Japan lobbies heavily to hunt whales freely again. (They don’t have to lobby to hunt dolphins, as there is no ban on smaller cetaceans.) I don’t think it’s fair that this country should have as much clout as it does when other peoples who can also claim a cultural right to hunt cetaceans have handed in their harpoons. These animals do not belong to any one country any more than the birds in the sky do.
The film was not as gory as I was expecting, and it had a definite action-flick feel as the film makers dodged the Japanese authorities in order to expose this “dirty secret” which even most Japanese citizens have no idea is going on. If you can stand to have your heart strings tugged and consider yourself a friend of the environment, Japan, or dolphins, you should check it out and form your own conclusion.
Peoples is peoples
So why did I mention dolphin slaughter in a post that’s supposed to be about the tsunami? Because even after watching this documentary, I don’t hate Japanese people, and I’m still donating to the Red Cross. On the other hand, just because a country is having a hard time doesn’t mean we should ignore its shortcomings.
I can no more call the Japanese “noble” for recovering after an earthquake than I can call them “evil” for mistreating POWs in WWII. In fact, I don’t like referring the people who live in Japan as merely “Japanese” because it makes them sound like one person, not individuals with their own sense of right and wrong, their own gifts and shortcomings, their own generational attitudes and opinions. I’m hearing a lot of inspiring stories about individuals coming out of Japan, people rescuing each other, laying down their lives to save one another. (And my goodness, I was actually proud of our military for helping out. I had a little “Go Team America!” moment.)

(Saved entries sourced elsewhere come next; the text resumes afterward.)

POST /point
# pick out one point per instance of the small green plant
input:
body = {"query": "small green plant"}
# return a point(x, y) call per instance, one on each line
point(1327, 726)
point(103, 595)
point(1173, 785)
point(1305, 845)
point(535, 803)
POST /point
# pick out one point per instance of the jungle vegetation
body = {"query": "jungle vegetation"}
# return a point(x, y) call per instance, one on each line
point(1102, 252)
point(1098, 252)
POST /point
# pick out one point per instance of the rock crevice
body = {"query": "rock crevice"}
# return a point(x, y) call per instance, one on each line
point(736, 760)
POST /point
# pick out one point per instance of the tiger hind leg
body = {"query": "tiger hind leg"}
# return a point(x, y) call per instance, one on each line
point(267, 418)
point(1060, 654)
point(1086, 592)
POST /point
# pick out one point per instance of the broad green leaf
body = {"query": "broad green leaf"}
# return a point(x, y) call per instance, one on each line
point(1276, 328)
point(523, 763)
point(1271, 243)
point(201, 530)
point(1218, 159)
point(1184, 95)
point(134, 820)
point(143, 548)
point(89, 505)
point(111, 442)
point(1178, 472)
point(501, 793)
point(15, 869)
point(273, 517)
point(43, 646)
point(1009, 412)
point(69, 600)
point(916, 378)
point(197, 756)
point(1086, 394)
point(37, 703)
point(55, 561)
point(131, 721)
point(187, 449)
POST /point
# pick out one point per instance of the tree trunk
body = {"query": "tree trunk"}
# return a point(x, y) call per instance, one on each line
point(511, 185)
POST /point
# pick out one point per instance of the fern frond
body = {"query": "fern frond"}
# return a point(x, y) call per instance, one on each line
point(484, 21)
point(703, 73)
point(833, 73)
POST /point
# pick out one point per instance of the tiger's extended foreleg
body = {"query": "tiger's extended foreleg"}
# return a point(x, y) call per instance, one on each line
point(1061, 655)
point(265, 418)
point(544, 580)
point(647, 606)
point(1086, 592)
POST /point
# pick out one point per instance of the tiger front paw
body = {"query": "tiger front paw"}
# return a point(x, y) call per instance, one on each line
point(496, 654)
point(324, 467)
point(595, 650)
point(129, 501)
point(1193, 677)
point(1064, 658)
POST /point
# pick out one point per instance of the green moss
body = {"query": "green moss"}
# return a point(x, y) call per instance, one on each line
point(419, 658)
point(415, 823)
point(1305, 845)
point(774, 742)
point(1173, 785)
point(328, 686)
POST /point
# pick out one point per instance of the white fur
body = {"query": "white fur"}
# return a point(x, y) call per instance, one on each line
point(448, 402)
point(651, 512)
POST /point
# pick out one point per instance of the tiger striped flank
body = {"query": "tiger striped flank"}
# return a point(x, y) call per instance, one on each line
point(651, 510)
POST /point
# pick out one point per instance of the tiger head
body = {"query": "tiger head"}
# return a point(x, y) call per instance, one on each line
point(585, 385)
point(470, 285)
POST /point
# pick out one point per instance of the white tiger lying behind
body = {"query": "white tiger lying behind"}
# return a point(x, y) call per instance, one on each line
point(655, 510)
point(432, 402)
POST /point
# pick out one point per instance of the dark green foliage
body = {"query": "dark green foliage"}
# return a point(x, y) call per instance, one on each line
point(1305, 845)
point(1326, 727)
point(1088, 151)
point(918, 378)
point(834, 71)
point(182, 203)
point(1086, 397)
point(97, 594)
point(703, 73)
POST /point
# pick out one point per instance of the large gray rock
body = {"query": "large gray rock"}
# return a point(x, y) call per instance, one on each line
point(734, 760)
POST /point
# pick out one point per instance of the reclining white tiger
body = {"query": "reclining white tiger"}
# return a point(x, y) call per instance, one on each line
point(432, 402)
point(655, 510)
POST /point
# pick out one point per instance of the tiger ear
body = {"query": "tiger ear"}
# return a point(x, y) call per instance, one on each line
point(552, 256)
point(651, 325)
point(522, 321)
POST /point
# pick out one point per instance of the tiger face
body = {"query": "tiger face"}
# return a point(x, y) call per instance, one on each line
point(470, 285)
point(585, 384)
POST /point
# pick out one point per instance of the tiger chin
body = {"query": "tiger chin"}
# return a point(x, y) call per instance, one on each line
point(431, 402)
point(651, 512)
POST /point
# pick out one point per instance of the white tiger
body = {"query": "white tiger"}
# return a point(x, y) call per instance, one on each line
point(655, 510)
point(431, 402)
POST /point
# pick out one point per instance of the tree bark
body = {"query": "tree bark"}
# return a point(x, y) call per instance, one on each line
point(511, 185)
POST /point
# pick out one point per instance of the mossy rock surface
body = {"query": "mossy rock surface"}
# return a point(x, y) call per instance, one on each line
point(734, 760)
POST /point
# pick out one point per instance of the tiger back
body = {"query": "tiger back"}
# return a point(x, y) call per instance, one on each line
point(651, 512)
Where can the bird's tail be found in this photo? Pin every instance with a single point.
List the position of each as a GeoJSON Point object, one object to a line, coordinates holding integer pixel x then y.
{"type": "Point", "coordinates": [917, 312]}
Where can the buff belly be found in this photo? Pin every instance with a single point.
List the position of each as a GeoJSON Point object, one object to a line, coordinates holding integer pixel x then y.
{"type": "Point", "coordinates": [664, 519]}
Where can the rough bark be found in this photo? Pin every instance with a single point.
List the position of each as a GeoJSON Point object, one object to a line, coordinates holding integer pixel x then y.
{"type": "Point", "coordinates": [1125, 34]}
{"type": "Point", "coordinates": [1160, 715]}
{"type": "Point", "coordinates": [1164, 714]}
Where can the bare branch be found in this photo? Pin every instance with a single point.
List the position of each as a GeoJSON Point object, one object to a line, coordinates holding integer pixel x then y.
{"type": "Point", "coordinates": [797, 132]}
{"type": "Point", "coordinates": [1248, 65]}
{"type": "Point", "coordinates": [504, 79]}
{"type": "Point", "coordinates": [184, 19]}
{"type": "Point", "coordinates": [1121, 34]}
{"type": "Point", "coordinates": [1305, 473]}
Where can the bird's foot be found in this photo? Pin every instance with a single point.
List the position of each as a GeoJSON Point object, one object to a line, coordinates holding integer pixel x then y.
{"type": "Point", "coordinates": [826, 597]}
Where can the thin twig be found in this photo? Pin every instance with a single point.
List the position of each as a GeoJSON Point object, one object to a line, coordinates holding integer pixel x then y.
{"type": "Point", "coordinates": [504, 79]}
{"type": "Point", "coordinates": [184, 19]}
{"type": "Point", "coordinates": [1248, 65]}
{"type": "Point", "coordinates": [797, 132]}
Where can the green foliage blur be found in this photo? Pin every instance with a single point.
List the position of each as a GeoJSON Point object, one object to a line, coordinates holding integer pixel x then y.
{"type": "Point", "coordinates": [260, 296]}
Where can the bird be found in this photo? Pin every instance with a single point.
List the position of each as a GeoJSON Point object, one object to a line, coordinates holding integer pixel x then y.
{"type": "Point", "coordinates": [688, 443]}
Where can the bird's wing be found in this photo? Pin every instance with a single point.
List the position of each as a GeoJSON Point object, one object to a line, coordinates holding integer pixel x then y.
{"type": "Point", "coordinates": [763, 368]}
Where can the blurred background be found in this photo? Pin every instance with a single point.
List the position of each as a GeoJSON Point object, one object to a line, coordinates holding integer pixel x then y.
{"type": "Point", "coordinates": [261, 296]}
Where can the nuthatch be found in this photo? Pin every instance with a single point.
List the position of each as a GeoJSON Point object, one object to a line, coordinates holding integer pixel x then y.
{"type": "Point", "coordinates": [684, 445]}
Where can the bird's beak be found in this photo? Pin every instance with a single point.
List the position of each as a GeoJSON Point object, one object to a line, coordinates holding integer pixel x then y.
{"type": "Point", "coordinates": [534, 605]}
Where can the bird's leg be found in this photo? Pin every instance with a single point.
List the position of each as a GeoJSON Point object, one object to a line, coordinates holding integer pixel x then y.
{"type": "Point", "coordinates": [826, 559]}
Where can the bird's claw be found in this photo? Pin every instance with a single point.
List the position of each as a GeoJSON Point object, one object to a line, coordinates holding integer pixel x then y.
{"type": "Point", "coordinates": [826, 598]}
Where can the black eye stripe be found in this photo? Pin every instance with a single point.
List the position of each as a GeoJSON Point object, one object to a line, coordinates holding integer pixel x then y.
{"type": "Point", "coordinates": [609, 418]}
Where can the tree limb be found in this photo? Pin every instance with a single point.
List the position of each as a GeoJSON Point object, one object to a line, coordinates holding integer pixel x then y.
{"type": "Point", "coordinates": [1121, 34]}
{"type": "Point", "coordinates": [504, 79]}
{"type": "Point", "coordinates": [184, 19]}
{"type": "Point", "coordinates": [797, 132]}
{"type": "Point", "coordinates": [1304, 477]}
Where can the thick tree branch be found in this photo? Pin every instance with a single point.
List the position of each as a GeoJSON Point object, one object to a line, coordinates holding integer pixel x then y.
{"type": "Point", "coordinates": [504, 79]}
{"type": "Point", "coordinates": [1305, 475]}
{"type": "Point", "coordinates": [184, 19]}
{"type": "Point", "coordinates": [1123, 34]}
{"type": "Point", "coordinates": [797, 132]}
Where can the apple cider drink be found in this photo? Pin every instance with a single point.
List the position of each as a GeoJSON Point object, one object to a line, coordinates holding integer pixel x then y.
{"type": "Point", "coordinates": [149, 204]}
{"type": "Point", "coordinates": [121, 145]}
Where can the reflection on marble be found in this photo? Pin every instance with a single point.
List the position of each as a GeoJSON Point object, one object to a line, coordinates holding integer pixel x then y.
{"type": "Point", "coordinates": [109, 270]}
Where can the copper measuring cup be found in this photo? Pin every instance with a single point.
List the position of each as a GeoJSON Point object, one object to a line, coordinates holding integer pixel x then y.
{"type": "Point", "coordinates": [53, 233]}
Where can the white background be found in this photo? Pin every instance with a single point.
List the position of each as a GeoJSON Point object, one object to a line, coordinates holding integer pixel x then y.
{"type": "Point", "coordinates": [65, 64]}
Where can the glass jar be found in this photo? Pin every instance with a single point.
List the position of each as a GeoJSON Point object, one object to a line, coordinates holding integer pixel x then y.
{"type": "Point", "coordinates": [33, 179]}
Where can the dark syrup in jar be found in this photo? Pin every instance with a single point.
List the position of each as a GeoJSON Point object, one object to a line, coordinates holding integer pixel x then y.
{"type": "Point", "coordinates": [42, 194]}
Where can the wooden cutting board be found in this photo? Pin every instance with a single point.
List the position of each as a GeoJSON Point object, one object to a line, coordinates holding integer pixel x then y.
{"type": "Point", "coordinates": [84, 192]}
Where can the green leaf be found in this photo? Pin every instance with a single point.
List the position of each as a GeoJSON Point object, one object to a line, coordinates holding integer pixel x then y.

It is important to remember the individuals affected by these things, and to try to assist where you can, whether it’s helping get food to the hungry or protecting them from eating contaminants. We all have to do our part, not as a nameless herd of complacents, but as an active team of human individuals, sharing this tight planet, and lifting each other up where possible.
I have probably immensely pissed someone off with my ramblings, and I apologize if I have. I’ll go be quiet in a corner now.